# Working with Order Book Data

### Loading Libraries

In [1]:
# Numerical Computing
import numpy as np

# Data Manipulation
import pandas as pd

# Data Visualization
import seaborn as sns
import matplotlib.pyplot as plt
from matplotlib.ticker import FuncFormatter

# Warnings
import warnings

# File Path
import gzip
from pathlib import Path
from urllib.request import urlretrieve
from urllib.parse import urljoin

# Date & Time
from time import time
from datetime import timedelta

# Collections
from collections import namedtuple, Counter, defaultdict

# Operating System
import os
import shutil
from struct import unpack

In [2]:
%matplotlib inline

In [3]:
warnings.filterwarnings('ignore')

In [4]:
sns.set_style('whitegrid')

In [5]:
def format_time(t):
    """Return a formatted time string 'HH:MM:SS
    based on a numeric time() value"""
    m, s = divmod(t, 60)
    h, m = divmod(m, 60)
    return f'{h:0>2.0f}:{m:0>2.0f}:{s:0>2.0f}'

#### Set Data Paths

In [6]:
data_path = Path('data') 

itch_store = str(data_path / 'itch.h5')

order_book_store = data_path / 'order_book.h5'

date = '10302019'

### Build Order Book

In [7]:
stock = 'AAPL'

order_dict = {-1: 'sell', 1: 'buy'}

### Get All Messages for Given Stock

In [9]:
def get_messages(date, stock=stock):
    """Collect trading messages for given stock"""
    with pd.HDFStore(itch_store) as store:
        stock_locate = store.select('R', where='stock = stock').stock_locate.iloc[0]
        target = 'stock_locate = stock_locate'

        data = {}
        # Trading Message Types
        messages = ['A', 'F', 'E', 'C', 'X', 'D', 'U', 'P', 'Q']
        for m in messages:
            data[m] = store.select(m, where=target).drop('stock_locate', axis=1).assign(type=m)

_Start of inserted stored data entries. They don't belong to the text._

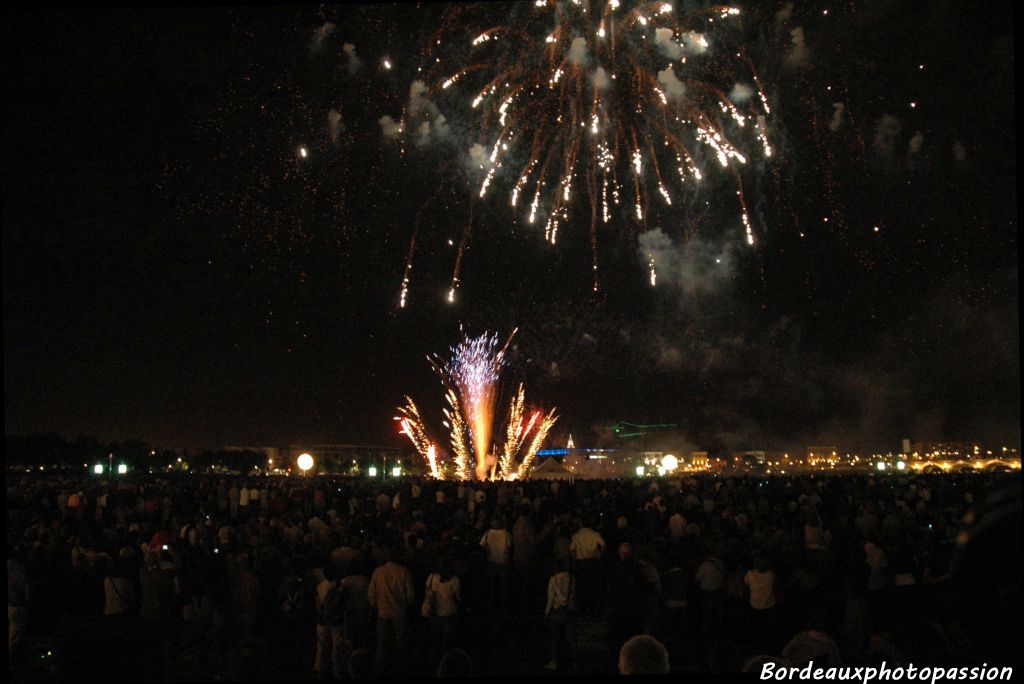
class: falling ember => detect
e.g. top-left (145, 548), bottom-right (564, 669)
top-left (648, 254), bottom-right (657, 286)
top-left (756, 115), bottom-right (773, 157)
top-left (399, 279), bottom-right (409, 308)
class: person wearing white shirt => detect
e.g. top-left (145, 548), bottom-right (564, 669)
top-left (569, 519), bottom-right (605, 616)
top-left (545, 560), bottom-right (576, 670)
top-left (480, 517), bottom-right (512, 609)
top-left (744, 565), bottom-right (776, 610)
top-left (238, 485), bottom-right (250, 520)
top-left (668, 511), bottom-right (686, 540)
top-left (423, 558), bottom-right (461, 668)
top-left (569, 525), bottom-right (605, 561)
top-left (744, 555), bottom-right (778, 652)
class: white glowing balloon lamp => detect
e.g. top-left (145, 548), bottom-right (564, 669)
top-left (297, 453), bottom-right (315, 472)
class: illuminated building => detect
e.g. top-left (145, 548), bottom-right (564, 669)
top-left (807, 446), bottom-right (839, 467)
top-left (689, 451), bottom-right (710, 470)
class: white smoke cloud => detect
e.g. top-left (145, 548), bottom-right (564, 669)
top-left (680, 31), bottom-right (708, 56)
top-left (407, 79), bottom-right (428, 104)
top-left (412, 115), bottom-right (450, 147)
top-left (953, 140), bottom-right (967, 161)
top-left (468, 143), bottom-right (491, 169)
top-left (415, 121), bottom-right (432, 146)
top-left (908, 131), bottom-right (924, 155)
top-left (657, 66), bottom-right (686, 100)
top-left (828, 102), bottom-right (845, 132)
top-left (432, 114), bottom-right (449, 140)
top-left (342, 43), bottom-right (361, 74)
top-left (430, 114), bottom-right (450, 141)
top-left (637, 228), bottom-right (737, 298)
top-left (873, 114), bottom-right (902, 156)
top-left (396, 79), bottom-right (449, 146)
top-left (568, 37), bottom-right (588, 65)
top-left (310, 22), bottom-right (335, 52)
top-left (785, 27), bottom-right (811, 69)
top-left (379, 115), bottom-right (402, 138)
top-left (729, 83), bottom-right (754, 104)
top-left (328, 109), bottom-right (343, 143)
top-left (654, 28), bottom-right (684, 60)
top-left (592, 67), bottom-right (610, 90)
top-left (775, 2), bottom-right (794, 28)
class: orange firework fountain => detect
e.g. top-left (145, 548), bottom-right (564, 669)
top-left (396, 330), bottom-right (558, 480)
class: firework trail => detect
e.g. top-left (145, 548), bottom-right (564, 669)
top-left (443, 389), bottom-right (473, 479)
top-left (516, 409), bottom-right (559, 480)
top-left (396, 396), bottom-right (441, 477)
top-left (394, 1), bottom-right (772, 300)
top-left (498, 384), bottom-right (531, 477)
top-left (397, 330), bottom-right (557, 480)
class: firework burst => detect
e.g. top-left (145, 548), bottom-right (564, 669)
top-left (395, 1), bottom-right (773, 301)
top-left (396, 330), bottom-right (558, 480)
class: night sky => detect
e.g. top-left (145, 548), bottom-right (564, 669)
top-left (2, 2), bottom-right (1017, 453)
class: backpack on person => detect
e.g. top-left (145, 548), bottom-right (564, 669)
top-left (319, 582), bottom-right (346, 628)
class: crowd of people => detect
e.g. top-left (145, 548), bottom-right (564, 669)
top-left (6, 468), bottom-right (1020, 679)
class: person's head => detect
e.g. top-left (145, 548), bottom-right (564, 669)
top-left (618, 542), bottom-right (633, 561)
top-left (383, 543), bottom-right (399, 563)
top-left (491, 515), bottom-right (505, 530)
top-left (781, 630), bottom-right (841, 667)
top-left (618, 635), bottom-right (670, 674)
top-left (437, 648), bottom-right (473, 678)
top-left (742, 655), bottom-right (790, 674)
top-left (436, 556), bottom-right (454, 582)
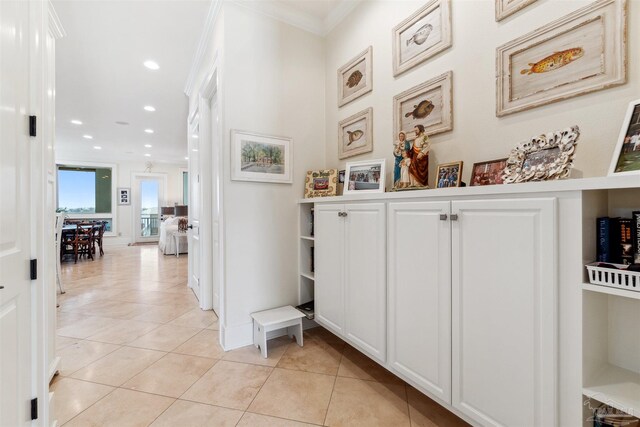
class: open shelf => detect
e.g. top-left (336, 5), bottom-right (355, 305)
top-left (583, 363), bottom-right (640, 417)
top-left (582, 282), bottom-right (640, 300)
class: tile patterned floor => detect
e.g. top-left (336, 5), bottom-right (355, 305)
top-left (53, 245), bottom-right (469, 426)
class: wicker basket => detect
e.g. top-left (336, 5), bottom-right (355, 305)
top-left (585, 262), bottom-right (640, 293)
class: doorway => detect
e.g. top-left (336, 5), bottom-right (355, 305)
top-left (132, 173), bottom-right (167, 243)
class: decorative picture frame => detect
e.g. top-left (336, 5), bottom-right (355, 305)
top-left (231, 130), bottom-right (292, 184)
top-left (394, 71), bottom-right (452, 139)
top-left (338, 46), bottom-right (373, 107)
top-left (495, 0), bottom-right (538, 21)
top-left (118, 188), bottom-right (130, 205)
top-left (470, 158), bottom-right (509, 186)
top-left (496, 0), bottom-right (627, 117)
top-left (502, 125), bottom-right (580, 184)
top-left (344, 159), bottom-right (386, 195)
top-left (338, 107), bottom-right (373, 160)
top-left (435, 161), bottom-right (463, 188)
top-left (304, 169), bottom-right (338, 198)
top-left (608, 98), bottom-right (640, 176)
top-left (392, 0), bottom-right (452, 76)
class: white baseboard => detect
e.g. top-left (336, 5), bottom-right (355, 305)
top-left (48, 356), bottom-right (60, 384)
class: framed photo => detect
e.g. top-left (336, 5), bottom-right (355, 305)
top-left (496, 0), bottom-right (627, 116)
top-left (608, 99), bottom-right (640, 176)
top-left (502, 125), bottom-right (580, 184)
top-left (470, 158), bottom-right (508, 186)
top-left (339, 107), bottom-right (373, 160)
top-left (394, 71), bottom-right (452, 139)
top-left (495, 0), bottom-right (538, 21)
top-left (231, 130), bottom-right (292, 183)
top-left (392, 0), bottom-right (451, 76)
top-left (344, 159), bottom-right (386, 195)
top-left (435, 161), bottom-right (463, 188)
top-left (304, 169), bottom-right (338, 198)
top-left (118, 188), bottom-right (130, 205)
top-left (338, 46), bottom-right (373, 107)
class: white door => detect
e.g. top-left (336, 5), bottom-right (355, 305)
top-left (388, 201), bottom-right (451, 402)
top-left (314, 204), bottom-right (345, 335)
top-left (0, 1), bottom-right (34, 425)
top-left (188, 119), bottom-right (201, 299)
top-left (451, 198), bottom-right (557, 427)
top-left (133, 175), bottom-right (165, 242)
top-left (209, 92), bottom-right (221, 314)
top-left (344, 203), bottom-right (386, 363)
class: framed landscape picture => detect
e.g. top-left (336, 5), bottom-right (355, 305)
top-left (231, 130), bottom-right (292, 183)
top-left (394, 71), bottom-right (452, 139)
top-left (304, 169), bottom-right (338, 198)
top-left (344, 159), bottom-right (386, 195)
top-left (392, 0), bottom-right (451, 76)
top-left (496, 0), bottom-right (627, 117)
top-left (495, 0), bottom-right (538, 21)
top-left (338, 46), bottom-right (373, 107)
top-left (338, 107), bottom-right (373, 160)
top-left (608, 99), bottom-right (640, 176)
top-left (470, 158), bottom-right (508, 186)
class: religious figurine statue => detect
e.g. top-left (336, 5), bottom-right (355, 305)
top-left (409, 124), bottom-right (430, 188)
top-left (392, 125), bottom-right (430, 191)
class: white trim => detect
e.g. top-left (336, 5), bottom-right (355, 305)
top-left (325, 0), bottom-right (363, 34)
top-left (221, 321), bottom-right (254, 350)
top-left (48, 2), bottom-right (65, 39)
top-left (184, 0), bottom-right (222, 96)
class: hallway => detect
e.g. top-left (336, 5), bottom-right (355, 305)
top-left (53, 245), bottom-right (467, 426)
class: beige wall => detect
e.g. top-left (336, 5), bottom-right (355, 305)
top-left (325, 0), bottom-right (640, 187)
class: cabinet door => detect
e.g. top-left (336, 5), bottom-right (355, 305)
top-left (388, 201), bottom-right (451, 403)
top-left (451, 198), bottom-right (557, 427)
top-left (344, 203), bottom-right (386, 362)
top-left (315, 204), bottom-right (345, 335)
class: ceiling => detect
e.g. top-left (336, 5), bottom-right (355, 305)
top-left (53, 0), bottom-right (210, 165)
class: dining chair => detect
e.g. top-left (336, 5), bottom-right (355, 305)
top-left (73, 224), bottom-right (93, 262)
top-left (55, 213), bottom-right (66, 294)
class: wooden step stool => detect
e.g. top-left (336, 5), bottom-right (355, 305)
top-left (251, 305), bottom-right (305, 358)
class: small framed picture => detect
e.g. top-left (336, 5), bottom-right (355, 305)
top-left (118, 188), bottom-right (130, 205)
top-left (608, 99), bottom-right (640, 176)
top-left (304, 169), bottom-right (338, 198)
top-left (344, 159), bottom-right (386, 195)
top-left (231, 130), bottom-right (292, 184)
top-left (339, 107), bottom-right (373, 160)
top-left (435, 161), bottom-right (463, 188)
top-left (338, 46), bottom-right (373, 107)
top-left (470, 158), bottom-right (508, 186)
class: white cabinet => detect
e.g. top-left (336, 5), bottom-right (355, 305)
top-left (451, 198), bottom-right (557, 427)
top-left (388, 201), bottom-right (451, 403)
top-left (315, 203), bottom-right (386, 362)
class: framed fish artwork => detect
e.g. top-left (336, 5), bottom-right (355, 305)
top-left (495, 0), bottom-right (538, 22)
top-left (338, 46), bottom-right (373, 107)
top-left (392, 0), bottom-right (452, 77)
top-left (394, 71), bottom-right (452, 140)
top-left (338, 107), bottom-right (373, 160)
top-left (496, 0), bottom-right (627, 117)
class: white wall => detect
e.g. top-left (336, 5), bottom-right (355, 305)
top-left (325, 0), bottom-right (640, 187)
top-left (221, 3), bottom-right (326, 342)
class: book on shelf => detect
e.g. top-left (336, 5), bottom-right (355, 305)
top-left (633, 211), bottom-right (640, 264)
top-left (619, 218), bottom-right (634, 265)
top-left (597, 217), bottom-right (613, 262)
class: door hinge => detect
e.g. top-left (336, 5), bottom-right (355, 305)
top-left (30, 259), bottom-right (37, 280)
top-left (31, 398), bottom-right (38, 420)
top-left (29, 116), bottom-right (37, 137)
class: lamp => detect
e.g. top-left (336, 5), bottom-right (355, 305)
top-left (174, 205), bottom-right (188, 217)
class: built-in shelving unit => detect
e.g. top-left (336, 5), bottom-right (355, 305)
top-left (581, 188), bottom-right (640, 423)
top-left (297, 203), bottom-right (315, 320)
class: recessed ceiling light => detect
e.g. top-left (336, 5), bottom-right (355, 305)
top-left (144, 144), bottom-right (152, 148)
top-left (143, 60), bottom-right (159, 70)
top-left (184, 157), bottom-right (189, 160)
top-left (192, 134), bottom-right (199, 139)
top-left (144, 129), bottom-right (154, 134)
top-left (115, 121), bottom-right (130, 126)
top-left (144, 105), bottom-right (156, 112)
top-left (93, 146), bottom-right (102, 150)
top-left (144, 153), bottom-right (151, 157)
top-left (83, 135), bottom-right (93, 139)
top-left (70, 119), bottom-right (82, 125)
top-left (192, 148), bottom-right (199, 152)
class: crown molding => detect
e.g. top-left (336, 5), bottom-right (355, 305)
top-left (48, 2), bottom-right (66, 39)
top-left (324, 0), bottom-right (362, 34)
top-left (184, 0), bottom-right (223, 96)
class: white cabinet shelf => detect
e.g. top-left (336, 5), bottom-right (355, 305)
top-left (300, 272), bottom-right (314, 281)
top-left (583, 363), bottom-right (640, 417)
top-left (582, 283), bottom-right (640, 300)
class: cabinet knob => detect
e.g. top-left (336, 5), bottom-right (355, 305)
top-left (439, 214), bottom-right (448, 221)
top-left (450, 214), bottom-right (459, 221)
top-left (337, 212), bottom-right (348, 217)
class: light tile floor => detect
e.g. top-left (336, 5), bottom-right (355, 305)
top-left (53, 245), bottom-right (469, 426)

    order_cols = ['order_reference_number', 'buy_sell_indicator', 'shares', 'price']
    orders = pd.concat([data['A'], data['F']], sort=False, ignore_index=True).loc[:, order_cols]

    for m in messages[2: -3]:
        data[m] = data[m].merge(orders, how='left')

    data['U'] = data['U'].merge(orders, how='left',
                                right_on='order_reference_number',
                                left_on='original_order_reference_number',
                                suffixes=['', '_replaced'])

    data['Q'].rename(columns={'cross_price': 'price'}, inplace=True)
    data['X']['shares'] = data['X']['cancelled_shares']
    data['X'] = data['X'].dropna(subset=['price'])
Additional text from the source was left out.